Croatia’s top court has ruled that the former chief of the country’s soccer federation (HNS) Vlatko Markovic must publicly apologize for saying that he would never accept a gay player in the national squad, a lawyer said on Monday.
“We received today the Supreme Court’s decision saying that Markovic was discriminating against the gay population” with his statements to a local daily in 2010, said Lina Budak, a lawyer representing several gay rights groups.
The tribunal also banned Markovic, who quit his HNS post in July, from any further public comments discriminating against gays and ordered him to publish both his apology and the court’s ruling in the daily, at his expense, she said.
In an interview with the Vecernji List, when asked whether he had ever met a gay soccer player, Markovic replied: “No, fortunately soccer is only played by healthy people.”

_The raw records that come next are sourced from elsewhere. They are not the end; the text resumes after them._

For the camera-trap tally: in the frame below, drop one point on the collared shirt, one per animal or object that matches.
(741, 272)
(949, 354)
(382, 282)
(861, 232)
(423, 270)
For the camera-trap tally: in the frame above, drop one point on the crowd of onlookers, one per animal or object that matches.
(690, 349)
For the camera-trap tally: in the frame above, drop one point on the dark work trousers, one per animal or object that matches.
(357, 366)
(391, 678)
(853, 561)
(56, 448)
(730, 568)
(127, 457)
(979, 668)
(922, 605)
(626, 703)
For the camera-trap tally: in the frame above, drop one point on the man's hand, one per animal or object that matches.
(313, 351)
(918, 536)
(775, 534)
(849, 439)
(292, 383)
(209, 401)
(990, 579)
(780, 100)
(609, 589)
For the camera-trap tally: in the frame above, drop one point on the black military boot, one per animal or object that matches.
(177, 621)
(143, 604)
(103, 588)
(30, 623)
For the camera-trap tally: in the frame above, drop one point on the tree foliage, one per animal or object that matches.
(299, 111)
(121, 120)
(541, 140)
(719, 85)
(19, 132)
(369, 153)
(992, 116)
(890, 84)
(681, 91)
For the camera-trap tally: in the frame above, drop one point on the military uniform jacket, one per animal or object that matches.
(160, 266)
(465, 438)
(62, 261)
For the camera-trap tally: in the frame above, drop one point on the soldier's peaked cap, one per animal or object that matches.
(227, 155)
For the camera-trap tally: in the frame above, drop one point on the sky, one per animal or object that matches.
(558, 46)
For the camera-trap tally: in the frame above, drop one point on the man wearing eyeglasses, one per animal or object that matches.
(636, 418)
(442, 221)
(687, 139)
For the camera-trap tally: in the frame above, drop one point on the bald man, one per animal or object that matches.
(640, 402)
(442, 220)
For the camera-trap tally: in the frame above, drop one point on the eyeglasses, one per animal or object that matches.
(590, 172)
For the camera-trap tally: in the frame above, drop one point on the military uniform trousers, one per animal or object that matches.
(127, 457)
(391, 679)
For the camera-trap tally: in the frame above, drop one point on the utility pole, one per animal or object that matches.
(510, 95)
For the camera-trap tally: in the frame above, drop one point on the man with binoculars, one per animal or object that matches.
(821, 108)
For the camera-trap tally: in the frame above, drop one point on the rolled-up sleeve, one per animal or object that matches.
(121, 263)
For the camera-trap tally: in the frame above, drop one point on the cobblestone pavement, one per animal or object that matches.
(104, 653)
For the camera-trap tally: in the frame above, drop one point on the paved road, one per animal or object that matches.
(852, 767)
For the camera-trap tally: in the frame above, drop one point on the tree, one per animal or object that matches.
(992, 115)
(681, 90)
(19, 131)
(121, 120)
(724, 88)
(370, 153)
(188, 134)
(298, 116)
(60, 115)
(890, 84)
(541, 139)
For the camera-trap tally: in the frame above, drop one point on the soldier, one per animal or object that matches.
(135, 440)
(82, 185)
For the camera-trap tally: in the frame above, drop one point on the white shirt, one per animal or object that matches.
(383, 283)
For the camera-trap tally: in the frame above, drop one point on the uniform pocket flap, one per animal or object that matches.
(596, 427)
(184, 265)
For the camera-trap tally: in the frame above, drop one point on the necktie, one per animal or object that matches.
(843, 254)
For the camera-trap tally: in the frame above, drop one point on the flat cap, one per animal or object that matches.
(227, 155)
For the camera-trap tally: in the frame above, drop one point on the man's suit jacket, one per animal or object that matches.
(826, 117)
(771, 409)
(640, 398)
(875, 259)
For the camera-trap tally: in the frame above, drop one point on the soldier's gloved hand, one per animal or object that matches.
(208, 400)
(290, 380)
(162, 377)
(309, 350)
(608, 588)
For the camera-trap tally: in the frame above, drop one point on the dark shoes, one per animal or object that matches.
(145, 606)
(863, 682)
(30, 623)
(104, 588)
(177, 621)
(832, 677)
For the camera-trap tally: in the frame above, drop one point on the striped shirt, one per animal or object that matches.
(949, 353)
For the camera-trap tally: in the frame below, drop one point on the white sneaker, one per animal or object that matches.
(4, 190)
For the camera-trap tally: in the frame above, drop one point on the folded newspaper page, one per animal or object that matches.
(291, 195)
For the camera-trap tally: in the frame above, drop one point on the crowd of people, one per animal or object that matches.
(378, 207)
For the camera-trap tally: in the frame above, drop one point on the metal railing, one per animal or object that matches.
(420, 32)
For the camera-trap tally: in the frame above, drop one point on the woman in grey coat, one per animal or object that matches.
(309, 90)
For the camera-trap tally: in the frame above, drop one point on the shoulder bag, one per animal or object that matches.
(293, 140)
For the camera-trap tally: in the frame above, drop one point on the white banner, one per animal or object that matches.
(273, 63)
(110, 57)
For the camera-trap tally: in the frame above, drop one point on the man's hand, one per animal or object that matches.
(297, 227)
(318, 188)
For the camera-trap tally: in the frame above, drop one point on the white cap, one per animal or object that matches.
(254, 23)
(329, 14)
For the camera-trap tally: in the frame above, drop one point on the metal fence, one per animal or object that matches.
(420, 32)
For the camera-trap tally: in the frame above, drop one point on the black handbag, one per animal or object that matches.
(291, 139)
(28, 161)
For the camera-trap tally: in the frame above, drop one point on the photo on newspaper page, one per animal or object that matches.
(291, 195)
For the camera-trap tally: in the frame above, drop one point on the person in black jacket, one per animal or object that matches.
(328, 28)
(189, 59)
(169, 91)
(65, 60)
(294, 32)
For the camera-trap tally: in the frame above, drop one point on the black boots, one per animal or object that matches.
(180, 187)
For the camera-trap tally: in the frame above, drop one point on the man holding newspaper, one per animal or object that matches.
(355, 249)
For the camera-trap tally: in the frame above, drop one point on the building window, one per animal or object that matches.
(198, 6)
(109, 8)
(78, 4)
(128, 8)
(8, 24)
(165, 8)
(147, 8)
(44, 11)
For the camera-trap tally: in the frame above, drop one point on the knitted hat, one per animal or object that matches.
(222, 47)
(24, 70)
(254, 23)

He later apologized for the comments, saying that he had “absolutely nothing against members of any minority, especially not against those of homosexual orientation.”
However several gay rights groups filed charges against Markovic accusing him of discrimination. After a Zagreb court rejected the charges as unfounded, the activists appealed to the Supreme Court in May last year.
“This is a big day, we are extremely happy that the ruling confirming discrimination is final,” Marko Jurcic of the Zagreb Pride association said.
European soccer’s governing body UEFA had already fined Markovic 10,000 euros (US$12,800) over his remarks.
Markovic, 75, former leading player and coach, has led the federation since 1998. He quit after Euro 2012 without revealing the reasons for his decision.
Croatian society remains conservative and the powerful Catholic Church has publicly labeled homosexuality a “handicap” and a “perversion.”